Proposition 52

Results
| Choice | Votes | % |
| Yes | 2,888,207 | 40.94% |
| No | 4,166,035 | 59.06% |
| Total votes | 7,054,242 | 100.00% |
- Results by county

= 2002 California Proposition 52 =

Proposition 52 was a California ballot proposition on the November 5, 2002 ballot. It failed to pass with 2,808,240 (40.6%) votes in favor and 4,108,362 (59.4%) against. It would allow Election Day voter registration, removing the deadline to register to vote, which was 15 days prior to an election.

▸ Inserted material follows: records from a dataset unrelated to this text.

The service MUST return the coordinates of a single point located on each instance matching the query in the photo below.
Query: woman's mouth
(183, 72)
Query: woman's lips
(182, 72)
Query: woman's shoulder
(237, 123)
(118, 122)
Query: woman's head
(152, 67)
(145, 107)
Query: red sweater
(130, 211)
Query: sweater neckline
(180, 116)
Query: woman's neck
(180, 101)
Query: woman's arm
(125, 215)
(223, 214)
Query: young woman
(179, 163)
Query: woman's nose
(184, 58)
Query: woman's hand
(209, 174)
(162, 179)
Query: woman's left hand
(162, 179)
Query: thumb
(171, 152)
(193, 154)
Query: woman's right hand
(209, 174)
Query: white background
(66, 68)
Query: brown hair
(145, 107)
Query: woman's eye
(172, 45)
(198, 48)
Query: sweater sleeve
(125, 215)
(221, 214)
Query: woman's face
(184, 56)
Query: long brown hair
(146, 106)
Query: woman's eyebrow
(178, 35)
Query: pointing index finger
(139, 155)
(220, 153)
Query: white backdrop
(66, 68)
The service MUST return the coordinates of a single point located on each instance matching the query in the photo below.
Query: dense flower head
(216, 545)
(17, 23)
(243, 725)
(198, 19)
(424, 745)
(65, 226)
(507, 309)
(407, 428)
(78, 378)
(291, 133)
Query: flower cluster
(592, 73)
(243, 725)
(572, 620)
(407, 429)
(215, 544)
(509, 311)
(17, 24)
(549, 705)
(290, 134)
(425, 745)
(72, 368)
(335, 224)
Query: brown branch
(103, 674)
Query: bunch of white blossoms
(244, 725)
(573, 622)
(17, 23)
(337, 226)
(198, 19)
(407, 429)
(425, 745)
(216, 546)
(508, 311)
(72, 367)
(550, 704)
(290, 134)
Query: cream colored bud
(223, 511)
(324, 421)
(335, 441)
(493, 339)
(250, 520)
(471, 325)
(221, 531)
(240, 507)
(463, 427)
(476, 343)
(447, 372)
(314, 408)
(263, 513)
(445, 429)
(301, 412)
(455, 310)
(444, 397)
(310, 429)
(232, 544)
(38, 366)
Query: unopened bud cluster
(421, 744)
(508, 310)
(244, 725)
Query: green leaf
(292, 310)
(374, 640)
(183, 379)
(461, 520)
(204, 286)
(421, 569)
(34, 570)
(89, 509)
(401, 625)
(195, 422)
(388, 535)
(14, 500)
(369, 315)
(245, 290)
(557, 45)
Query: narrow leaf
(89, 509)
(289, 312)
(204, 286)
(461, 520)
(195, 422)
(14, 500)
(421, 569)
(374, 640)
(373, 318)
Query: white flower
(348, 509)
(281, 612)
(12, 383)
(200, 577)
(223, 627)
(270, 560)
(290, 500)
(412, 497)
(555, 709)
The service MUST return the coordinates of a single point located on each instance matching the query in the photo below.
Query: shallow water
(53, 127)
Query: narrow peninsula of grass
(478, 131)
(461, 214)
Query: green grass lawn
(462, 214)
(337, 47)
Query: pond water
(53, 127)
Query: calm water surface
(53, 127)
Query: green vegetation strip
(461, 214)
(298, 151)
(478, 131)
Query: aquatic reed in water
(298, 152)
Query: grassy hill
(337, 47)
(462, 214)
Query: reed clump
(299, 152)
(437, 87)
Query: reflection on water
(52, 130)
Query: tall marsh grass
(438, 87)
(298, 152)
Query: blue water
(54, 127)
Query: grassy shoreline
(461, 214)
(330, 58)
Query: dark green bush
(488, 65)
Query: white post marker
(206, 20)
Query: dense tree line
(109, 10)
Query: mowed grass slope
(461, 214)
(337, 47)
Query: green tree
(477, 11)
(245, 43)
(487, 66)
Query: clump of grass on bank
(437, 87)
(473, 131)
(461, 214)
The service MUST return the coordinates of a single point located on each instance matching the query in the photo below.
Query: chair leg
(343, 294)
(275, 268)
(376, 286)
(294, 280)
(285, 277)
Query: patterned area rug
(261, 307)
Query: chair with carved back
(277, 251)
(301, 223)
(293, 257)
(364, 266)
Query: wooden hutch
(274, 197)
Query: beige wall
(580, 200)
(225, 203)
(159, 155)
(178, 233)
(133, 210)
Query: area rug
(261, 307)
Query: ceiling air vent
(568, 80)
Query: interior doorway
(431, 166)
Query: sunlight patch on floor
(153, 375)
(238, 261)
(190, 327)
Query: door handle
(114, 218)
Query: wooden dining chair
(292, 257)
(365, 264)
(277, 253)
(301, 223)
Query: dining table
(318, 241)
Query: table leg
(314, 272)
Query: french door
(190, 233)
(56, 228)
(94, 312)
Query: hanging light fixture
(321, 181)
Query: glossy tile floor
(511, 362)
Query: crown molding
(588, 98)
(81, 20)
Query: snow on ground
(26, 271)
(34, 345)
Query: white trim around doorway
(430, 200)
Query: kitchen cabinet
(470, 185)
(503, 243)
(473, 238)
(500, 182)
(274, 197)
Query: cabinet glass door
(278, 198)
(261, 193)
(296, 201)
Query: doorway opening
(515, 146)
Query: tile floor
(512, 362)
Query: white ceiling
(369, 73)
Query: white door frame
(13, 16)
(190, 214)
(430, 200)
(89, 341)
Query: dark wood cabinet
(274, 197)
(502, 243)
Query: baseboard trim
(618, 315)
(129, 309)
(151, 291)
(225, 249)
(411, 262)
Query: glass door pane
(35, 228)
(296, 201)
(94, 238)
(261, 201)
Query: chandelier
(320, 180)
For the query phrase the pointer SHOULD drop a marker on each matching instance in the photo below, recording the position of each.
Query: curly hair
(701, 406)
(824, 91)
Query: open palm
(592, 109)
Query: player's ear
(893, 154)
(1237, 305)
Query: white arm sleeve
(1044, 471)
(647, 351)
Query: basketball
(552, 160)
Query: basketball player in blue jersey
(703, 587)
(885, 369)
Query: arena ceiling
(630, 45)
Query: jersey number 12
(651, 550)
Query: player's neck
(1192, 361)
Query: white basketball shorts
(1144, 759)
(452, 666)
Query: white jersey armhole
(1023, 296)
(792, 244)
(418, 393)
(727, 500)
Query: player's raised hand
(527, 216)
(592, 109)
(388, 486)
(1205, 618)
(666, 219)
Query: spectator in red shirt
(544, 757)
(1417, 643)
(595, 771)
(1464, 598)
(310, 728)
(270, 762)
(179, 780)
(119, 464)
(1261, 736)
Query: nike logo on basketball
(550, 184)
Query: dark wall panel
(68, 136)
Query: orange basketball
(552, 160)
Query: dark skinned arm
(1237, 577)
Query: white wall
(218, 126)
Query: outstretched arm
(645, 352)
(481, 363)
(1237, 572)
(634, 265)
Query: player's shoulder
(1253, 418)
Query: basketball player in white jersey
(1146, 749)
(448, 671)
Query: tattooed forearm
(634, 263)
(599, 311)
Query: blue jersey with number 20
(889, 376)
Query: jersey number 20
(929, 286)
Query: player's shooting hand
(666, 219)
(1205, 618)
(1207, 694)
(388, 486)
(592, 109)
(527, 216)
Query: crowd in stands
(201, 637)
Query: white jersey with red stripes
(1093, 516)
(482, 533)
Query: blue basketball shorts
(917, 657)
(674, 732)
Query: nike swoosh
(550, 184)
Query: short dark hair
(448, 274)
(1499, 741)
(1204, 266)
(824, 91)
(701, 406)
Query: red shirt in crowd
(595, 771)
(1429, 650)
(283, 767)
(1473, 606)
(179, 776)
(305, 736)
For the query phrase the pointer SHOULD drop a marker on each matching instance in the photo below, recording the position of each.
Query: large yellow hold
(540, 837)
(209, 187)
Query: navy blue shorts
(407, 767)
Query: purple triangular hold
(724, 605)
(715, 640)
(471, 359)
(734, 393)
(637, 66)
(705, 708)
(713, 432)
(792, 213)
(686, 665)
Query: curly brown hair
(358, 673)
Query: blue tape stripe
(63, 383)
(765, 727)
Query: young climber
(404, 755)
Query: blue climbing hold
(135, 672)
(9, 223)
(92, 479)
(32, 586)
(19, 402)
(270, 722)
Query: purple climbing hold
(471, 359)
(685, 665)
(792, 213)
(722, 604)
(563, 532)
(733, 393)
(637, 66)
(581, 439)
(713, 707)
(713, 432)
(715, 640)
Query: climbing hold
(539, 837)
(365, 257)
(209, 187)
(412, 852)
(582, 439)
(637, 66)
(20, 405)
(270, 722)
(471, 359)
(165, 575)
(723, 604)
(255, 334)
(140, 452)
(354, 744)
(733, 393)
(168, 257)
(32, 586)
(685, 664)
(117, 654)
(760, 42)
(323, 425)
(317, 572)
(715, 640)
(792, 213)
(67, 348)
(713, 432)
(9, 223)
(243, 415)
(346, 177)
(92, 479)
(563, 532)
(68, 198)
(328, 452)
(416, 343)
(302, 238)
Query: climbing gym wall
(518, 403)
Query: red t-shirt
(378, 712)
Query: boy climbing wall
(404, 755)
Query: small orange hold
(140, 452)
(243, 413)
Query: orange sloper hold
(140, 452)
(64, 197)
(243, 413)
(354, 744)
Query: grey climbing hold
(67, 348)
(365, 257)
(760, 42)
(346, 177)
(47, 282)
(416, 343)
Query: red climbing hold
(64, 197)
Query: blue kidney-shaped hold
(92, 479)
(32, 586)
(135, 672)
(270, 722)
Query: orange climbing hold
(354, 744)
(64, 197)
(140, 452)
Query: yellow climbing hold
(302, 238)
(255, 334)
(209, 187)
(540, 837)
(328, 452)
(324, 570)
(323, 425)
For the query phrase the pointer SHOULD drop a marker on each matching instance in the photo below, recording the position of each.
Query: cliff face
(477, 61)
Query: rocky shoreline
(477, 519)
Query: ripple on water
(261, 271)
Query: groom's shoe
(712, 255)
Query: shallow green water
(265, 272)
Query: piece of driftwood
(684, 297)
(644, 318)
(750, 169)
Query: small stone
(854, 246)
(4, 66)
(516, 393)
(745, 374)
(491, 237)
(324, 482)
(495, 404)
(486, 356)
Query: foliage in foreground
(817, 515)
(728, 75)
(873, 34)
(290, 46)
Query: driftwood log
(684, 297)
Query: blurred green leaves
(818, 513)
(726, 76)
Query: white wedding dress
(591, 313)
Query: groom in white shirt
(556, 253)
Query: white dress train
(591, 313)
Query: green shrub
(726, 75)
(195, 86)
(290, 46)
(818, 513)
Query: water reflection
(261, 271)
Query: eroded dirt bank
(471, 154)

It was placed on the ballot through the initiative process.

The question before voters was:
Should legally eligible California residents presenting proof of current residence be allowed to register to vote on Election Day?

== Official summary ==
- Allows persons who are legally eligible to vote and have valid identification to register to vote on election day at their polling place.
- Increases criminal penalty for voter and voter registration fraud.
- Criminalizes conspiracy to commit voter fraud.
- Requires trained staff at polling places to manage election day registration, creates fund to implement measure, including training and providing personnel for election day registration.
- Allows persons to register or reregister during 28 days preceding election day at local election offices.
- Provides more time to county election officials to prepare voter registration lists.

Summary of Legislative Analyst's Estimate of Net State and Local Government Fiscal Impact:

- Annual state costs of about $6 million to fund counties for election day voter registration activities, thereby resulting in no anticipated net county cost.
- Minor state administrative costs and unknown, but probably minor, state costs to enforce a new election fraud offense.